Australia Seeks Insight on Climate-Economic Blind Spots

Australia's researchers, government, and industry are teaming up to tailor climate risk models and build future economic resilience.

Researchers, government, and business are racing to close critical climate risk gaps in the economic models used to prepare Australia for a warming future.

Australia's newly-released national climate risk assessment reports that the direct cost of floods, bushfires, storms and cyclones across the states and territories could reach $40 billion a year by 2050 even under a 1.5C scenario.

But the expected economic costs of a hotter future are far broader.

At the recent Economic Impacts of Climate Change Workshop, hosted by the UNSW Institute for Climate Risk & Response (ICRR), senior economists, policymakers, and industry leaders delivered a blunt message: Australia lacks fit-for-purpose climate-economic models.

ICRR Professor Ben Newell opens the 2nd Economic Impacts of Climate Change Workshop. Photo: Elva Darnell

Global efforts to address such climate risk in the financial system led to the creation of the Network of Central Banks and Supervisors for Greening the Financial System (NGFS) in 2017.

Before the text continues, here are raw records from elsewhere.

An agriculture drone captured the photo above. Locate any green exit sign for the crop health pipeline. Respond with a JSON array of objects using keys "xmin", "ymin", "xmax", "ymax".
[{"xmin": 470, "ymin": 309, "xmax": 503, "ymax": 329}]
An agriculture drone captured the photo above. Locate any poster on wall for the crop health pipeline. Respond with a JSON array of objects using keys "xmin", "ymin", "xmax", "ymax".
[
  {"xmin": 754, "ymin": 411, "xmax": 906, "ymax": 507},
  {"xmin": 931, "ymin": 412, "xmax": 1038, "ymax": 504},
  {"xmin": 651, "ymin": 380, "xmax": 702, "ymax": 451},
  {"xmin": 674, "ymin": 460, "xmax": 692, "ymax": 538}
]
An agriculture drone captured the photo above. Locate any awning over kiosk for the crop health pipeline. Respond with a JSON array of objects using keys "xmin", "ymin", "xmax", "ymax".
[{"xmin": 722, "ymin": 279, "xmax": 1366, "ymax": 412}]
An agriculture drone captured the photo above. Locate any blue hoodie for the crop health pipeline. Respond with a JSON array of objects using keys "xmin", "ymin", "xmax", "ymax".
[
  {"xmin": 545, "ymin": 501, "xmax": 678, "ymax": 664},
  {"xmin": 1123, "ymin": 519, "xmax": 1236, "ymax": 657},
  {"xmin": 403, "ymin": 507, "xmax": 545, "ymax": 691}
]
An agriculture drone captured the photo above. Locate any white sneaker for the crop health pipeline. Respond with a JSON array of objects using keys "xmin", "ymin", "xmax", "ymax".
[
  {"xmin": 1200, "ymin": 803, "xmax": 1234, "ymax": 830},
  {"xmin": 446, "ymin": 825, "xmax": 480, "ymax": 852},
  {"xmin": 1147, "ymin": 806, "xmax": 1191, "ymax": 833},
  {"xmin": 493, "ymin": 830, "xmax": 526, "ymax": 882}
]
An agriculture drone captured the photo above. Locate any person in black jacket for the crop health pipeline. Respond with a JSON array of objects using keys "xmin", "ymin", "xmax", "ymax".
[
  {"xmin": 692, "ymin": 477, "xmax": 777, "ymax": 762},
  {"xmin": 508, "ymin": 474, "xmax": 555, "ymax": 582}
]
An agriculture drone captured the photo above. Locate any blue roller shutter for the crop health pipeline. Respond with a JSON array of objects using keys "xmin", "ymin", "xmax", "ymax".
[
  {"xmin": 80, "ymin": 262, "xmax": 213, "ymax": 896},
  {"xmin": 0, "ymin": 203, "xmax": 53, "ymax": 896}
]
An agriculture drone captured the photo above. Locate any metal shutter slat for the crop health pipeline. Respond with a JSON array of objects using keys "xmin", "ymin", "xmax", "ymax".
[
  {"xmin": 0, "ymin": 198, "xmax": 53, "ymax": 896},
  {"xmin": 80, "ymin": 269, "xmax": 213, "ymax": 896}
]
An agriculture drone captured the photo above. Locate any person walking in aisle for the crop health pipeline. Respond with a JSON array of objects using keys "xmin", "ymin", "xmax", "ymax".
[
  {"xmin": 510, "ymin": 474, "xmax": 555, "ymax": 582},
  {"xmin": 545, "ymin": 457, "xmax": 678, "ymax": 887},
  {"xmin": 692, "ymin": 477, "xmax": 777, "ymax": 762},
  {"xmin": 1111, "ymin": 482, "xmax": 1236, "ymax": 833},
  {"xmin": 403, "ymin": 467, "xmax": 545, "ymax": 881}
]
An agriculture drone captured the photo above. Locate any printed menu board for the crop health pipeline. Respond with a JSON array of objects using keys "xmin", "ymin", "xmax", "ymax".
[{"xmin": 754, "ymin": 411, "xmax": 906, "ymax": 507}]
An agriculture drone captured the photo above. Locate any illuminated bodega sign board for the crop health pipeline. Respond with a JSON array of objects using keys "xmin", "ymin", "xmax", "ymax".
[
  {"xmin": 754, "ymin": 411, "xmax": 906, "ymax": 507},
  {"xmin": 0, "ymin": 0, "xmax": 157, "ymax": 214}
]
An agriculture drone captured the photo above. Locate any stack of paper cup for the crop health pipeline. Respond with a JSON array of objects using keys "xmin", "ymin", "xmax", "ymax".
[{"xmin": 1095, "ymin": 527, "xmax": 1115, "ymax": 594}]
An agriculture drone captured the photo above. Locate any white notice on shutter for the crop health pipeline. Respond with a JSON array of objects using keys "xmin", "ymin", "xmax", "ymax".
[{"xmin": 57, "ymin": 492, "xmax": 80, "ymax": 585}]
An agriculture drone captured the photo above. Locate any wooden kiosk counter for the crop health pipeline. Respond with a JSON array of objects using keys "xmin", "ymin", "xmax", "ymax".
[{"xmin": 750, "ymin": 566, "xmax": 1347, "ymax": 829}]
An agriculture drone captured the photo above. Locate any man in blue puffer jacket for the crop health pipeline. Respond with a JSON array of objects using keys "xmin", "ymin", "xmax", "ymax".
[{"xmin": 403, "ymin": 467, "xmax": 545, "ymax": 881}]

Since its formation, the NGFS has developed approaches to integrating climate-related risks into financial supervision, green finance best practices, and scenario analysis and stress testing for climate-related financial risks.

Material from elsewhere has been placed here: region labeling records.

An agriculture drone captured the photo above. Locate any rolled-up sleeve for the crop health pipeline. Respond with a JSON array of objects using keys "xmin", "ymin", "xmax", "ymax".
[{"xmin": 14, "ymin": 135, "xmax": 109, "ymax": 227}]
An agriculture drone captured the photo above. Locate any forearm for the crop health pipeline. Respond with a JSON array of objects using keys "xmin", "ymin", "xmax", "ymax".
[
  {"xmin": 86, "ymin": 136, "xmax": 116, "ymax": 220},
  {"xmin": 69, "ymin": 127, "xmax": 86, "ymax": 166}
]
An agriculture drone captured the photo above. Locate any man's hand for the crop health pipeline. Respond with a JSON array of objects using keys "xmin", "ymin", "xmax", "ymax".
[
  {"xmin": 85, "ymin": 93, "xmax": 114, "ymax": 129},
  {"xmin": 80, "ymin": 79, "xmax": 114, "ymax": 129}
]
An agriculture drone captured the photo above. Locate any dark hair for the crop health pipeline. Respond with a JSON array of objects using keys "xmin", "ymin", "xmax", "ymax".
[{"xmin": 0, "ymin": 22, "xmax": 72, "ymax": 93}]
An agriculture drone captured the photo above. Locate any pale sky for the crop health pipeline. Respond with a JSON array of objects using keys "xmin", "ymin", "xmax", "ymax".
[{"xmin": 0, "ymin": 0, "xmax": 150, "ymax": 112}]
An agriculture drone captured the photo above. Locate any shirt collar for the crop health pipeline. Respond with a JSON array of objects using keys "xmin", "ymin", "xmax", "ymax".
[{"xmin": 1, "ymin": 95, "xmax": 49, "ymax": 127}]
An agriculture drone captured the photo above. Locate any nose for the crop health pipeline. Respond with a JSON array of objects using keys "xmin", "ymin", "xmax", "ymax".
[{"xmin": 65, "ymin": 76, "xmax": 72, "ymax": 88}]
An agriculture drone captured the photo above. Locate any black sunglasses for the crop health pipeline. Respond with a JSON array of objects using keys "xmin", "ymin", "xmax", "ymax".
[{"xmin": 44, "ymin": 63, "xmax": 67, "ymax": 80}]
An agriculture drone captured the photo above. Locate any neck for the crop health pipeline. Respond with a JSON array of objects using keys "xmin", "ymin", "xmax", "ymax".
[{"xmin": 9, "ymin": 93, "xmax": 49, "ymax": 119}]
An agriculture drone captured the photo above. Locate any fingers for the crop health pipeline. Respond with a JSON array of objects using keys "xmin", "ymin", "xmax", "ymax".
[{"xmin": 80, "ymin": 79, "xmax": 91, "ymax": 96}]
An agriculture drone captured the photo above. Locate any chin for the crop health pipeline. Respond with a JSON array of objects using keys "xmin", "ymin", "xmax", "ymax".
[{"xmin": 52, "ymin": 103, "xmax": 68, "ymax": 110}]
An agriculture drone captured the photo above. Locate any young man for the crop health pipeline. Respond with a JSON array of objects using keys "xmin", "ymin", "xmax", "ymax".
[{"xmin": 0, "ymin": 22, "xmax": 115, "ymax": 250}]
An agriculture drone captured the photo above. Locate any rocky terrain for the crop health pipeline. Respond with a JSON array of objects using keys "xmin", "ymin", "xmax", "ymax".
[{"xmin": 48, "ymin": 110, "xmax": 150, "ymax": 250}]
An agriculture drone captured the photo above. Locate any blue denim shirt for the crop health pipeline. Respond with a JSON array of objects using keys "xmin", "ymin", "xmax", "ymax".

However, much of this work is tailored to the European banking system, which faces different systemic risks than Australia.

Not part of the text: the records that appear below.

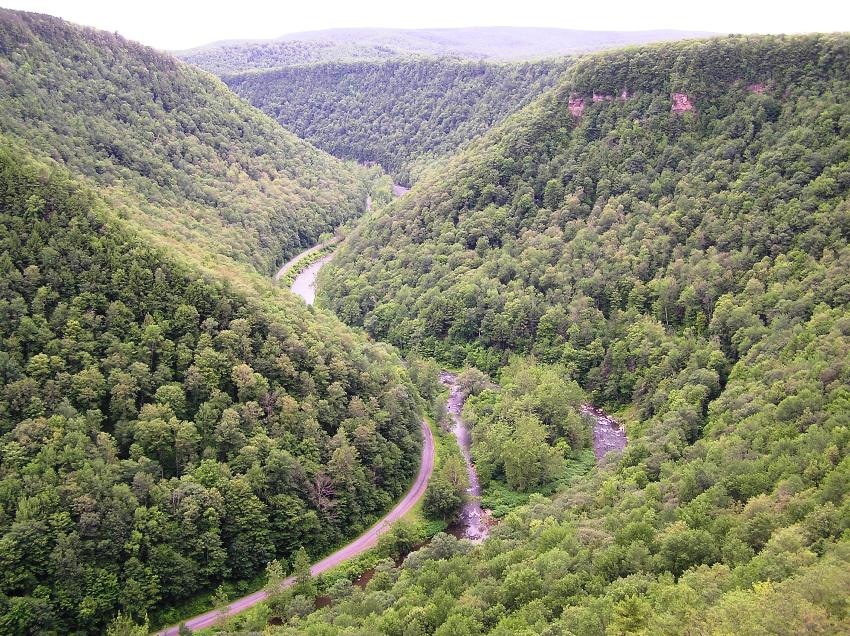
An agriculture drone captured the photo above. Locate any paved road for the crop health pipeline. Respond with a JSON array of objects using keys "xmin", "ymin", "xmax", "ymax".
[
  {"xmin": 272, "ymin": 236, "xmax": 339, "ymax": 282},
  {"xmin": 289, "ymin": 250, "xmax": 336, "ymax": 305},
  {"xmin": 159, "ymin": 422, "xmax": 434, "ymax": 636}
]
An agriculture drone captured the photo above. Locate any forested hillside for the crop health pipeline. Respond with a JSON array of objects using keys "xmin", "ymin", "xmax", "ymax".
[
  {"xmin": 224, "ymin": 59, "xmax": 569, "ymax": 184},
  {"xmin": 0, "ymin": 11, "xmax": 421, "ymax": 634},
  {"xmin": 260, "ymin": 36, "xmax": 850, "ymax": 636},
  {"xmin": 175, "ymin": 27, "xmax": 711, "ymax": 75},
  {"xmin": 0, "ymin": 139, "xmax": 420, "ymax": 634},
  {"xmin": 0, "ymin": 10, "xmax": 366, "ymax": 274}
]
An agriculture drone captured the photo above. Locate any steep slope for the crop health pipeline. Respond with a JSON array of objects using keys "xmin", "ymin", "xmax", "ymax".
[
  {"xmin": 0, "ymin": 148, "xmax": 420, "ymax": 634},
  {"xmin": 224, "ymin": 59, "xmax": 569, "ymax": 184},
  {"xmin": 245, "ymin": 36, "xmax": 850, "ymax": 636},
  {"xmin": 0, "ymin": 10, "xmax": 366, "ymax": 274},
  {"xmin": 0, "ymin": 11, "xmax": 421, "ymax": 634},
  {"xmin": 175, "ymin": 27, "xmax": 711, "ymax": 74}
]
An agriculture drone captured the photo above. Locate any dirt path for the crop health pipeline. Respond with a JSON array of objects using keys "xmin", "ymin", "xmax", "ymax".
[{"xmin": 158, "ymin": 422, "xmax": 434, "ymax": 636}]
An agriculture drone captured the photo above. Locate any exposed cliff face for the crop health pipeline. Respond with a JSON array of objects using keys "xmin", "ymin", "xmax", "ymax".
[{"xmin": 670, "ymin": 93, "xmax": 694, "ymax": 113}]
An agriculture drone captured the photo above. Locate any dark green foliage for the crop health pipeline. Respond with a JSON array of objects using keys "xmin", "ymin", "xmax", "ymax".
[
  {"xmin": 0, "ymin": 10, "xmax": 366, "ymax": 274},
  {"xmin": 0, "ymin": 147, "xmax": 420, "ymax": 634},
  {"xmin": 175, "ymin": 27, "xmax": 711, "ymax": 74},
  {"xmin": 264, "ymin": 36, "xmax": 850, "ymax": 635},
  {"xmin": 224, "ymin": 59, "xmax": 569, "ymax": 184}
]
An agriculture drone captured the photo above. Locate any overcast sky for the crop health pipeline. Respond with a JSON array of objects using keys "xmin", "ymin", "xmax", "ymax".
[{"xmin": 6, "ymin": 0, "xmax": 850, "ymax": 49}]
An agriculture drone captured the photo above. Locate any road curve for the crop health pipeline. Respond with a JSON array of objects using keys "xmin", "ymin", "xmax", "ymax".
[
  {"xmin": 272, "ymin": 236, "xmax": 340, "ymax": 282},
  {"xmin": 158, "ymin": 421, "xmax": 434, "ymax": 636}
]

When it comes to economic forecasts, one climate risk model does not fit all, says Dr Timothy Neal , a Scientia Senior Lecturer in the UNSW School of Economics and also the ICRR .

"Australia's economic exposure to climate change is far more complex than most models suggest," said Dr Neal.

"Variations in physical risk, social and economic systems, and global supply chains all shape how climate change effects people," said Dr Neal.

"Beyond region-specific factors, institutions require tailored strategies that reflect differences in planning scale, including timeframes, where the horizon considered could be one year or a hundred."

Banking on better risk planning

Earlier this year, Canberra distributed another $200 million into disaster-readiness projects as part of a broader $1 billion initiative over five years.

Dr Timothy Neal speaking to the 2nd Economic Impacts of Climate Change Workshop. Photo: Elva Darnell

Meanwhile, multiple government agencies are ramping up their own economic modelling to integrate climate risks.

The Reserve Bank of Australia is actively seeking partnerships with researchers, as well as investing in its own internal climate risk modelling. The RBA has dedicated climate analytics staff and is part of the Council of Financial Regulators (CFR) Climate Working Group coordinating climate-risk oversight across regulators.

Treasury, which increased overall staffing for 2024-25 also has a dedicated Climate & Industry Modelling Branch .

Meanwhile, average staffing levels at the Climate Change Authority (CCA), Australia's independent advisory board on targets and transition pathways, were almost doubled across the last financial year .

Considering compound climate impacts

One of the big items on the agenda for all economists, said Dr Neal, is how exposed sectors, like agriculture, logistics, energy, and property, factor in the compound impacts of frequent extreme weather.

"Globalisation is currently buffering some climate risk shocks, but as more extreme events happen simultaneously around the globe, this will change."

Dr Neal is currently investigating how food prices, especially for crops like wheat and rice, are influenced by climate change.

His analysis suggests global weather shocks are pivotal to price hikes.

"Local resilience planning must account for external shocks, and so should our economic models" he said.

Dr Neal's earlier research reveals that traditional models - which assume economies are only affected by domestic weather - likely vastly underestimate climate-related costs.

Waves crash into the ocean pool at Sydney's Icebergs. Photo: Roy Ryu, Pexels

Modernising climate cost metrics

Across the research and policy landscape, efforts are converging to fill these modelling gaps, and build new, practical methodology.

For example, Dr Kristle Romero Cortés, an ICRR Chief Investigator and Associate Professor in UNSW's School of Banking and Finance, is developing a systematic way to quantify physical climate risk to the banking system.

Her method finds unusual temperature patterns that predict which banks might be at risk from climate-related issues, even when the information they provide about their climate risk is incomplete.

Connecting climate cost data

Integration of data across different branches of government, industry and academic research will be key to constructing effective climate cost models.

"The message across government and research sectors is clear: this issue can't be addressed working in silos," said ICRR Senior Deputy Director Professor David Grant.

The message across government and research sectors is clear: this issue can't be addressed working in silos.

"Academics can refine economic and physical impact models, but we also need private sector partners to contribute risk data and insights, and policymakers to support open data access and collaboration."

Prof. Grant's research identified four key challenges facing industry and government sectors in tackling climate change: uncertainty, information, motivation, and investment.

"The urgent need to tackle uncertainty makes it even more important that government delivers clear, stable policies to guide climate action in energy and finance," he said.

"The use of data and information from a range of sources is going to be key to producing such policies."